Il nuovo spazio nasce a Roma in un ex bunker tra piazza Bologna e la via Tiburtina come luogo dedicato alla conservazione, allo studio e alla ricerca sul lavoro delle fotografe italiane dagli anni Sessanta a oggi. Lo ha voluto con determinazione la stessa collezionista che lo ha ristrutturato e allestito trasformandolo in uno spazio in cui la conservazione dialoga con la ricerca.

La collezione esplora il ruolo delle donne nella società e nell'arte, guarda all'intersezione tra narrazione personale e storia collettiva. Il ruolo delle donne fotografe in Italia si è fatto più presente negli anni Settanta nell'arte e nel fotogiornalismo a seguito del cambiamento culturale alimentato dalle trasformazioni politiche e dall'ascesa del femminismo.

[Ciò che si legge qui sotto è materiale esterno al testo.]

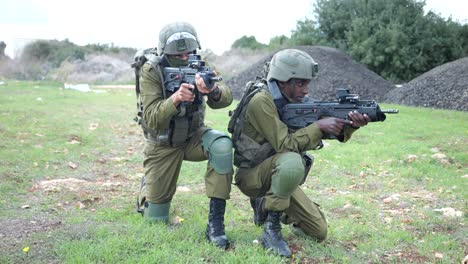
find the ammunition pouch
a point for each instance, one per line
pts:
(308, 161)
(249, 153)
(179, 131)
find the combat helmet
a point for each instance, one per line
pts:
(292, 63)
(177, 38)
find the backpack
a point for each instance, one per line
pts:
(235, 124)
(140, 58)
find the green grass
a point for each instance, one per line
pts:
(381, 191)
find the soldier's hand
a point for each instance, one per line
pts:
(332, 125)
(183, 94)
(358, 119)
(201, 85)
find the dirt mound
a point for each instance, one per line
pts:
(95, 69)
(445, 87)
(336, 70)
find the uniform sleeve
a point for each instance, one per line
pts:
(265, 124)
(225, 99)
(157, 111)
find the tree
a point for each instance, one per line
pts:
(393, 38)
(248, 42)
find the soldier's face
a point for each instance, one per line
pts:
(297, 89)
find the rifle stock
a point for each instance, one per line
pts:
(299, 115)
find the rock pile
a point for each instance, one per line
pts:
(336, 70)
(444, 87)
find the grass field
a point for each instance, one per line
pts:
(70, 165)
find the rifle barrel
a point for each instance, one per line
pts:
(390, 111)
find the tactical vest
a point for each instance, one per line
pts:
(248, 153)
(182, 126)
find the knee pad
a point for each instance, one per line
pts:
(157, 212)
(289, 173)
(219, 148)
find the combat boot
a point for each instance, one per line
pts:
(272, 238)
(260, 214)
(215, 228)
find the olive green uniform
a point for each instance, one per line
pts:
(162, 161)
(262, 124)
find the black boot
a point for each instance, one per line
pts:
(272, 238)
(215, 229)
(260, 214)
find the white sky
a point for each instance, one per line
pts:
(137, 23)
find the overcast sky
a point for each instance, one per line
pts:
(137, 23)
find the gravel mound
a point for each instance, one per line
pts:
(336, 70)
(445, 86)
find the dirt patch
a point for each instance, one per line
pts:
(336, 70)
(444, 87)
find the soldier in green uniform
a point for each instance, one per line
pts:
(173, 125)
(271, 158)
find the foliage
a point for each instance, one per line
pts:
(393, 38)
(248, 42)
(70, 164)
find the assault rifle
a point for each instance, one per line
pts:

Molte di quelle protagoniste hanno ricevuto in tempi recenti un riconoscimento internazionale, eppure le loro storie restano spesso neglette e molte autrici influenti attendono ancora di essere pienamente valorizzate. Nella Collezione Pizzi ciascuna ha voce: trecento fotografie di novanta autrici, dalle pioniere come Letizia Battaglia, Lisetta Carmi e Carla Cerati fino alle voci contemporanee di Paola Agosti, Marina Ballo Charmet, Paola Di Bello, Silvia Camporesi, Gea Casolaro, Moira Ricci, Silvia Rosi, Giulia Parlato, Alba Zari e Alessandra Spranzi.